Boeing reckons a potential customer may turn to a Chinese planemaker “sooner than anybody thinks,” though probably not until a C919-successor has been built, Albaugh said in Paris.
The Bombardier CSeries, while a major technical challenge, is a “pretty interesting airplane” and may influence some of the design space Boeing is looking at, he said. The U.S. company regards the “heart” of the single-aisle market as the 125-200 seat range and will defend that “very diligently,” he said.
Albaugh, too, said it’s unlikely that the marketplace will sustain six players. The biggest test for the new entrants may come later in 2011 when Delta Air Lines Ltd. decides on an order for as many as 200 narrowbodies over a range of capacities. Delta fleet strategy chief Nat Pieper said earlier this year that the company is looking at all of the available options.

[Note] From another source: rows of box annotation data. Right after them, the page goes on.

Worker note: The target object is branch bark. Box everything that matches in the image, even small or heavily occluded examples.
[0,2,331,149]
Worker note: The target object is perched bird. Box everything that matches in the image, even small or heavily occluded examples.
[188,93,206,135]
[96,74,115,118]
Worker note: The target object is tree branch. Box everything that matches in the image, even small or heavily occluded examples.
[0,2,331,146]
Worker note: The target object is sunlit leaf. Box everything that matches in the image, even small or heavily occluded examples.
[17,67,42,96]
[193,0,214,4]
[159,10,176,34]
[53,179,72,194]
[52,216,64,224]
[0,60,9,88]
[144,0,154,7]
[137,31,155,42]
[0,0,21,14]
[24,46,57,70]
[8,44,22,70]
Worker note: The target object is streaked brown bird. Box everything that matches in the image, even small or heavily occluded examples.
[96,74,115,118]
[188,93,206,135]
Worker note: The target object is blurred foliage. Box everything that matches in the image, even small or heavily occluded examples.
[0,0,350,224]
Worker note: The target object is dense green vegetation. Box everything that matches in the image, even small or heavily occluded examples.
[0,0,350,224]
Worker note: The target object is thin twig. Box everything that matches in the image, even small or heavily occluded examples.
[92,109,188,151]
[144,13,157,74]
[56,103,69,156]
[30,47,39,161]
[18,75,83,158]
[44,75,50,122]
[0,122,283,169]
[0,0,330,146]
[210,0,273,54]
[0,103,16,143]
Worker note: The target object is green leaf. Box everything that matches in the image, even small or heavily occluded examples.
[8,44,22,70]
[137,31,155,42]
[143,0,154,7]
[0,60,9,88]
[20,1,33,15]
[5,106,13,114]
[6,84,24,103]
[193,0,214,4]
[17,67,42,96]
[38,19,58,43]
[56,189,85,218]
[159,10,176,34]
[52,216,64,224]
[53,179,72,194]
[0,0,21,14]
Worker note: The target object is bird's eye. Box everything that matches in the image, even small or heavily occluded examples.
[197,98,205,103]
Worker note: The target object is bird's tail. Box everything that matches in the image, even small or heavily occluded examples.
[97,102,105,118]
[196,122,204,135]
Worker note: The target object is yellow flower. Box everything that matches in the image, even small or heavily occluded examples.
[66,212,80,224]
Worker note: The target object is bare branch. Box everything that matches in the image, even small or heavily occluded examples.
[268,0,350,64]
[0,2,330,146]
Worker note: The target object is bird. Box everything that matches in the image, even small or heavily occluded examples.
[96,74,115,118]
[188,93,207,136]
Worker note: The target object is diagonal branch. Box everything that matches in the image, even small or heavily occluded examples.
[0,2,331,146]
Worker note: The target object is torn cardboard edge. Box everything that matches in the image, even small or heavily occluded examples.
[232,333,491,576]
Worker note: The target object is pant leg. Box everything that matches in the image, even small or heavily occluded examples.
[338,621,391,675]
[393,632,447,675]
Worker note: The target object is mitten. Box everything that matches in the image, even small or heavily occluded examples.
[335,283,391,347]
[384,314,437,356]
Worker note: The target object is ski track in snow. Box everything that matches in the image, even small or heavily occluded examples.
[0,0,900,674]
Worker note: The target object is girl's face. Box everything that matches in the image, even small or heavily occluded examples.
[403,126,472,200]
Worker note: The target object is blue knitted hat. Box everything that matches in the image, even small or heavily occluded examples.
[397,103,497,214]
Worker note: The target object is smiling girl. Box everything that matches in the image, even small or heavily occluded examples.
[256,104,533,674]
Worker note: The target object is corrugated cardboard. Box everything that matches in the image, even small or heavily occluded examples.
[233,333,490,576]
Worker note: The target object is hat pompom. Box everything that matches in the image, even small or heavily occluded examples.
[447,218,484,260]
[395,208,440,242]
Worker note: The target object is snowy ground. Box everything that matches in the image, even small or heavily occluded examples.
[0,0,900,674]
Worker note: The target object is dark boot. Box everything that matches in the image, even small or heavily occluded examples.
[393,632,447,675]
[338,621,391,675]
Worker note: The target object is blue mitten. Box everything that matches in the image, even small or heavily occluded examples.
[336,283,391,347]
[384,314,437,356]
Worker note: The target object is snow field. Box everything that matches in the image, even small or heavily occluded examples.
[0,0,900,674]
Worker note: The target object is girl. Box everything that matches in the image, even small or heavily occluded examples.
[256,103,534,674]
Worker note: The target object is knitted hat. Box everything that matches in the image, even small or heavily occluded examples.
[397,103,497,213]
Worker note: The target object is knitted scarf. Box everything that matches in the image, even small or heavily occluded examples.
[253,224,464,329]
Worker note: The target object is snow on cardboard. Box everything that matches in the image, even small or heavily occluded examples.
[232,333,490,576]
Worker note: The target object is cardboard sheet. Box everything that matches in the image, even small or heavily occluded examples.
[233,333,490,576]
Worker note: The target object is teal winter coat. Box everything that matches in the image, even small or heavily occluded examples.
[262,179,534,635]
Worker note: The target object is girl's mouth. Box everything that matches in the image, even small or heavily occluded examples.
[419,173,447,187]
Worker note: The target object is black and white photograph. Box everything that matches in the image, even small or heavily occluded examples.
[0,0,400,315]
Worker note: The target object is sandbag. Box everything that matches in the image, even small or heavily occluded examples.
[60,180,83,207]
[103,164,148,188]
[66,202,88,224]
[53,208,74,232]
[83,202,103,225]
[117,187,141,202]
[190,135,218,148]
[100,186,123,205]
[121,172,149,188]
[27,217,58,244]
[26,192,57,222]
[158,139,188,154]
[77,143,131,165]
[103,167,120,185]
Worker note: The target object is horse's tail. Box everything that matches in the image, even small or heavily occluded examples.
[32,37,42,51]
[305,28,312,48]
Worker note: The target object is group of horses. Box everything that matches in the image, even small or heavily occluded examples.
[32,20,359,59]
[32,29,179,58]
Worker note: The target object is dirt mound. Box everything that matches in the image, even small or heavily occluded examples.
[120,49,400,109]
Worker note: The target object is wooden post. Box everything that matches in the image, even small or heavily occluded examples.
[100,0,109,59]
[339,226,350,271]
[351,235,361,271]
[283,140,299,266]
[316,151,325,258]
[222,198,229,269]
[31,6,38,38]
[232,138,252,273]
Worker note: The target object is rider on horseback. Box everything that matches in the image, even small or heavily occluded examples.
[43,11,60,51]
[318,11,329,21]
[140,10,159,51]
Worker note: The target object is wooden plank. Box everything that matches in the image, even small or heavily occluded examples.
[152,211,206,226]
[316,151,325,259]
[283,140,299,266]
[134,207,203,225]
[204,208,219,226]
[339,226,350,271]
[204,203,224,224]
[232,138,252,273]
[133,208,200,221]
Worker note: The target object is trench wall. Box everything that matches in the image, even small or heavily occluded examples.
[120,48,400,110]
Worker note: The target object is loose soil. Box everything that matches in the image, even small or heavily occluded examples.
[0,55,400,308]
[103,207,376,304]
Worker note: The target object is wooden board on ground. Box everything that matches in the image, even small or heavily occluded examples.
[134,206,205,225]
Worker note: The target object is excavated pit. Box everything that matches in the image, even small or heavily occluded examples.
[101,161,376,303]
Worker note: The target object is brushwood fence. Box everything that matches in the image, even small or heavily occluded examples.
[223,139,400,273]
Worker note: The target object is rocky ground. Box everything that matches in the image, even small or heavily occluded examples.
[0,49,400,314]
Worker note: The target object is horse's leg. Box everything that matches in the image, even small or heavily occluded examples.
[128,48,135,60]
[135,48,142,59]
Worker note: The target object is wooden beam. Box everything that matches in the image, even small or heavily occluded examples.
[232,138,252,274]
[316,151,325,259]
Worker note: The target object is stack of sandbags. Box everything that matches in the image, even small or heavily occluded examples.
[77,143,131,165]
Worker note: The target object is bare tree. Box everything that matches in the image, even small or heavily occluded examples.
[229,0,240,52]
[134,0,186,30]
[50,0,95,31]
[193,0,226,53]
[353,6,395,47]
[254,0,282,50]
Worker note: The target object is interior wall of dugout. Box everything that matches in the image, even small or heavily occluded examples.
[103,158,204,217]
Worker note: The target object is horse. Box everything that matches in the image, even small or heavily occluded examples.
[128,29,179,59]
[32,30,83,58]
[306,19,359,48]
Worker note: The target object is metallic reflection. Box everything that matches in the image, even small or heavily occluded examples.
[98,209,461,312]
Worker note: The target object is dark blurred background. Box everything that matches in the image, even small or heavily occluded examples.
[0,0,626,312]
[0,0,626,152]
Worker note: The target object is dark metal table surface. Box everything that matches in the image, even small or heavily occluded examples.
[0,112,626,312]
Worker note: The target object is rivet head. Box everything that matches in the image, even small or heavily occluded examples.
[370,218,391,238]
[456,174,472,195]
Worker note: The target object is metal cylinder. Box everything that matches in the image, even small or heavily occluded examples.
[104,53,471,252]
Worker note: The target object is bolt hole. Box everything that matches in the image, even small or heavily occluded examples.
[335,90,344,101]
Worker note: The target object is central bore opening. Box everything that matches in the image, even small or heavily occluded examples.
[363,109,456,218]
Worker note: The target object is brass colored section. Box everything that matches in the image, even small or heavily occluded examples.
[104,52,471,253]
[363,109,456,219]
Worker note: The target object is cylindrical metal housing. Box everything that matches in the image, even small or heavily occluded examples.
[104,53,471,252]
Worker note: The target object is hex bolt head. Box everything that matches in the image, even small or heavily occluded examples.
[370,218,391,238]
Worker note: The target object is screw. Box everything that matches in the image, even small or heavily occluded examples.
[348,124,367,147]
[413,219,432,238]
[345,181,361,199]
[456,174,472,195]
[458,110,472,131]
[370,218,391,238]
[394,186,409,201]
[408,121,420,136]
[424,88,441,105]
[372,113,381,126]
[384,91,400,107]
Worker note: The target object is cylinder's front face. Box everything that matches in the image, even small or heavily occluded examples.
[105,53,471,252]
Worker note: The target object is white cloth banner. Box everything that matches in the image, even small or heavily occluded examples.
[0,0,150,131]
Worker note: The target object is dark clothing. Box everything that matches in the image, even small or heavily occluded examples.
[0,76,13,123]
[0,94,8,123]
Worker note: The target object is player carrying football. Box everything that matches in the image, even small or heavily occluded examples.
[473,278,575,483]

Embraer Chief Curado said he’ll target the Delta contract with the 120-seat Embraer 195, currently the Sao Jose Dos Campos, Brazil-based company’s biggest model.
“I think we do have a chance,” he said in Paris. “We have several airplanes flying for them and they’re very suitable for what they need. It’s going to be a very, very tough one, but we’re going to fight for it.”
Even then, the design and build of a new plane is only half the battle, and it can take many years to attain the mature technologies and global abilities needed to win the confidence of airlines, according to Filipo Bagnato, CEO of turboprop producer ATR, which is also mulling a move into jetliners.
“Getting an aircraft flying is like the life of a person,” Bagnato said in an interview yesterday. “You have to go to elementary school, high school and university before you reach maturity, and only then does the real test begin, because a plane has to really perform to become a serious contender.”